Khaled Okacha, ancien général qui a servi pendant plusieurs années dans le Sinaï, estime de son côté que l’attentat de Bir Al-Abd change la donne sur le terrain, dans la mesure où il s’agit d’une « nouvelle région et d’un nouvel environnement ». Selon lui, cet attentat indique que, malgré la liquidation de son dirigeant et de plusieurs de ses lea­ders, et malgré les frappes successives de l’armée ces trois dernières années, le groupe terroriste Ansar Beit Al-Maqdès reste actif.

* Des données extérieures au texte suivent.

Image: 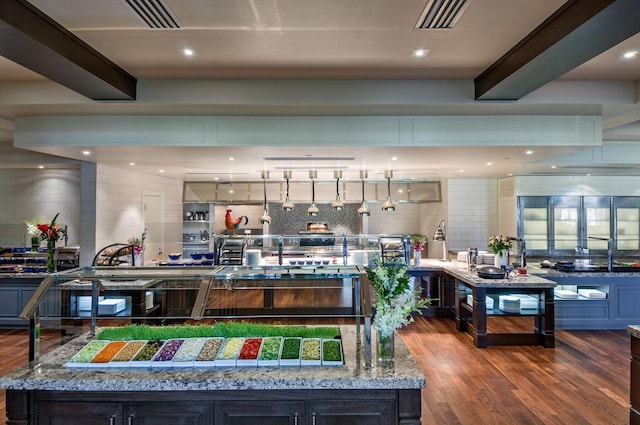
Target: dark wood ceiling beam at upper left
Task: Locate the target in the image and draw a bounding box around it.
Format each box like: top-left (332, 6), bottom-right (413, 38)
top-left (0, 0), bottom-right (137, 100)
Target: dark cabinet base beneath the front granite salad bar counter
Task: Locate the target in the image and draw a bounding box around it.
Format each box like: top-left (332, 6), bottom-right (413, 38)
top-left (7, 389), bottom-right (421, 425)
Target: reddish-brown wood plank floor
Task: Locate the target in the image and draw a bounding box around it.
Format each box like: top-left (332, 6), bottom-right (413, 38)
top-left (0, 318), bottom-right (630, 425)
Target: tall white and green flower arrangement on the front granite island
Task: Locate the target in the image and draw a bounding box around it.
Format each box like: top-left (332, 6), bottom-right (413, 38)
top-left (365, 257), bottom-right (431, 357)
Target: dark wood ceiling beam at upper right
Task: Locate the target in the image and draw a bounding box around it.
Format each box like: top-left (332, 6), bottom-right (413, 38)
top-left (474, 0), bottom-right (640, 100)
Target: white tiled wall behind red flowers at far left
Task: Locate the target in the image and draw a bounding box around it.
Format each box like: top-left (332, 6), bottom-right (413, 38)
top-left (0, 168), bottom-right (80, 247)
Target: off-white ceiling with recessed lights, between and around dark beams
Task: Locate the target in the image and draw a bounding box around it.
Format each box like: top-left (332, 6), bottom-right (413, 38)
top-left (0, 0), bottom-right (640, 180)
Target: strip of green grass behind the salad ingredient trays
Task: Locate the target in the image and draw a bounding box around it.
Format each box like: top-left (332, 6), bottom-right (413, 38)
top-left (96, 322), bottom-right (340, 341)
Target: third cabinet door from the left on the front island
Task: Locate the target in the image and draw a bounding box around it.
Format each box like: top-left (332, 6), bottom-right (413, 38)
top-left (216, 400), bottom-right (305, 425)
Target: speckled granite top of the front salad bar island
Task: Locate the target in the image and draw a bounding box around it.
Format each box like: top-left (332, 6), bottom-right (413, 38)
top-left (0, 326), bottom-right (425, 391)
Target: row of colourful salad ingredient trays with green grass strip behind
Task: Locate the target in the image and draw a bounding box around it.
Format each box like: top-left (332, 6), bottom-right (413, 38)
top-left (65, 323), bottom-right (344, 369)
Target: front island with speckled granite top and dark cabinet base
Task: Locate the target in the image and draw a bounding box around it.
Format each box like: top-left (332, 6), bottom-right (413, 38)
top-left (0, 326), bottom-right (425, 425)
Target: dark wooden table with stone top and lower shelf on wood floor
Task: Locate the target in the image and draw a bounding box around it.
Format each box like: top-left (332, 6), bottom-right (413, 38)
top-left (446, 268), bottom-right (556, 348)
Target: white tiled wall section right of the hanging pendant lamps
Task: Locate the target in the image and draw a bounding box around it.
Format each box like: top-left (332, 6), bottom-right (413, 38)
top-left (447, 179), bottom-right (498, 251)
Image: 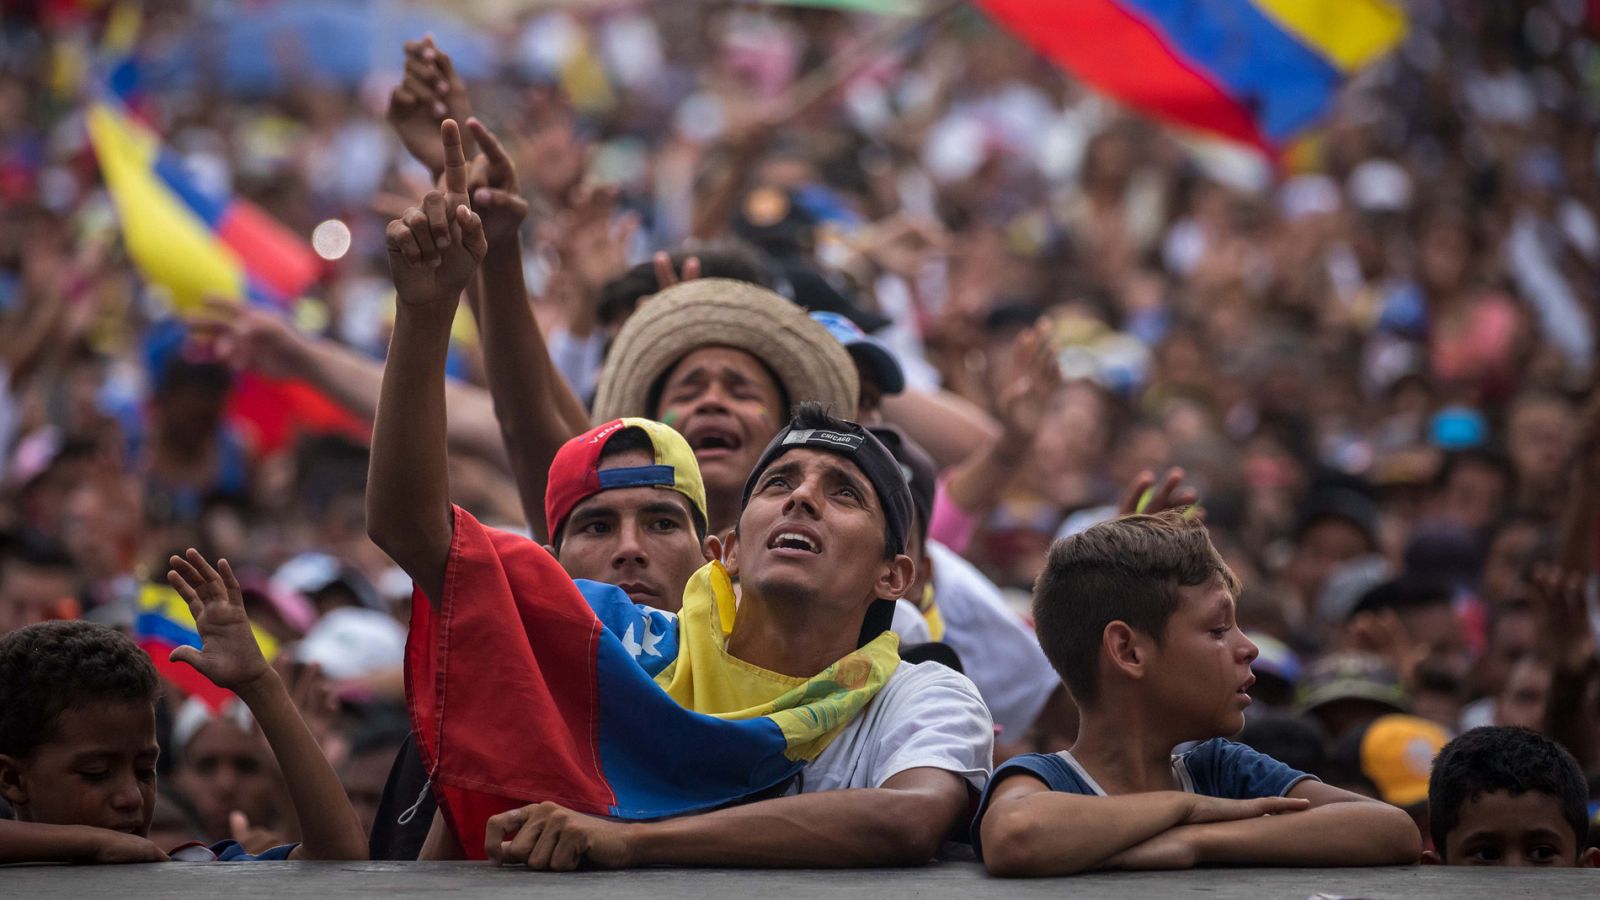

Okacha n’exclut pas un lien entre les terro­ristes et les trafiquants d’armes et de drogue. « La contrebande et le trafic d’armes et de dro­gue représentent une infrastructure exploitable que les terroristes peuvent utiliser au moment voulu. Il n’est pas exclu que les terroristes aient eu recours à une coopération avec ces milieux dans une région peu propice au développement de l’extrémisme comme Bir Al-Abd », explique l’ex-général qui s’inquiète surtout de la possibi­lité de voir Ansar Beit Al-Maqdès s’implanter dans de nouvelles zones. « Les raids qui ont suivi cet attentat mon­trent que l’armée veut justement liquider ce nouveau foyer terroriste et couper ses communications avec d’autres réseaux ou cellules dor­mantes qui cherchent à le joindre », ajoute-t-il. Et de conclure : « Jusqu’ici, la réussite des opéra­tions sécuritaires était due à l’en­cerclement des terroristes dans le triangle Rafah-Cheikh Zoweid-Al-Arich. Aujourd’hui, la délocalisa­tion des opérations vers un nou­veau front implique une réévalua­tion et un éventuel élargissement du déploiement sécuritaire ».

Décapité mais pas mort

L’organisation Ansar Beit Al-Maqdès est sensiblement affai­blie mais résiste toujours. C’est l’avis des experts interrogés par l’Hebdo. Selon une source mili­taire ayant servi dans le Sinaï, « l’organisation terroriste essaye de prouver qu’elle est toujours là, surtout après la liquidation en août dernier de son numéro 1, Abou-Doaa Al-Ansari, et la des­truction de son infrastructure d’armement et de communica­tion ». La même source s’em­presse néanmoins de noter que dans le Sinaï « il n’est pas difficile pour une organisation de se réar­mer, malgré les efforts des appa­reils de sécurité contre le trafic d’armes ».

Ali Bakr, expert des mouve­ments islamistes, estime de son côté qu’il est difficile d’annoncer la fin d’une organisation après la liquidation de son chef ou de l’un de ses combattants. Selon lui, chacun de ses groupes dispose d’un système de succession, à travers notamment son Conseil consultatif (Choura), ce qui permet l’émer­gence rapide d’un nouveau leadership. « Il serait donc difficile de prévoir l’arrêt des attentats ou de parler de la fin du terrorisme. Les organisations terroristes peuvent être endiguées, mais tant que la pensée djihadise persistera, et tant que le flux des armes et de l’argent se maintiendra, le terrorisme, même affaibli sous les coups sécuritaires, finira par reprendre son cycle habituel ».